Depuis début juin, une pharmacie marseillaise propose d'examiner les grains de beauté pour déterminer s'il y a un risque de cancer. Cet examen est envoyé à une plateforme de spécialistes. Les fédérations de dermatologues condamnent cette initiative qu'elles jugent même potentiellement dangereuse

Par Ludovic Moreau

Depuis le 4 juin, il est désormais possible de montrer ses grains de beauté à un pharmacien pour détecter un éventuel mélanome. Pour le moment, ce dispositif n'est disponible que dans trois villes en France (Paris, Alès (Gard) et Marseille) et encore, à Marseille, seul une pharmacie propose ce service.
Mais cette initiative n'est pas du goût de tous les dermatologues. Si elle est soutenue par les uns, elle est jugée contre-productive par les autres.
 

Un dispositif potentiellement dangereux

Les officines qui pratiquent cette activité sont membres du réseau Pharmabest et bientôt une cinquantaine de pharmacies devraient proposer ce service.
Il s'agit de photographier le grain de beauté à l'aide d'un dermatoscope, le cliché est ensuite envoyé à une plateforme située dans l'Est de la France pour être examiné par des dermatologues. Cette opération coûte 28 euros et n'est pas remboursée par la Sécurité Sociale. L'intérêt est de palier à la difficulté d'obtenir un rendez-vous rapide avec un spécialiste.
Dans un communiqué commun publié lundi dernier, la Société Française de Dermatologie (SFD), la Fédération Française de Formation Continue en Dermatovénéréologie (FFFCEDV) et le Collège des Enseignants de Dermatologie de France (CEDEF) ont condamné

Une initiative conçue par un groupement pharmaceutique privé et ne s'appuyant que sur un tout petit nombre de dermatologues

Selon Pascal Joly, président de la SFD, il serait 4 dermatologues sur 4.000 en France à adhérer à ce dispositif.

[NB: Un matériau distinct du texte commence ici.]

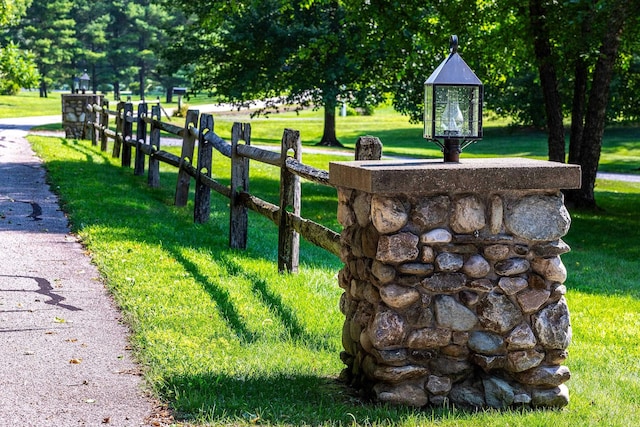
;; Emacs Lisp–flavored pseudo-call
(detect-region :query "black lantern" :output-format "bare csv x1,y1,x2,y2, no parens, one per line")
80,70,91,94
424,35,482,162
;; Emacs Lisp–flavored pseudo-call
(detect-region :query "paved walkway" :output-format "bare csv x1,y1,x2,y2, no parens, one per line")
0,116,166,427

Ce dispositif, par sa taille, n'aura aucun bénéfice pour la santé publique. Pire, c'est potentiellement dangereux parce que les gens vont montrer des lésions spectaculaires or, souvent, les mélanomes n'en sont pas. Ils risquent d'être faussement rassurés

a-t-il expliqué à nos confrères de l'AFP.
 

Le syndicat national des dermatologues soutient cette expérimentation

Malgré la fronde de certains dermatologues, l'organisation professionnelle soutient pour sa part l'expérimentation de Pharmabest.

Il ne s'agit pas de diagnostiquer ni de dépister, mais de donner un avis sur la lésion qui inquiète et surtout, d'inciter à se faire dépister dans un cabinet de dermatologie

a expliqué à l'AFP, Marc Perrussel, vice-président du Syndicat national des dermatologues-vénéréologues et il ajoute

Le message qui sera envoyé sera de dire: montrez la totalité de votre épiderme à un médecin car c'est très important de le faire

Le nombre de nouveaux cas de cancer de la peau a triplé entre 1980 et 2012, selon l'Institut national du cancer. Près de 1.800 personnes meurent chaque année après un mélanome cutané.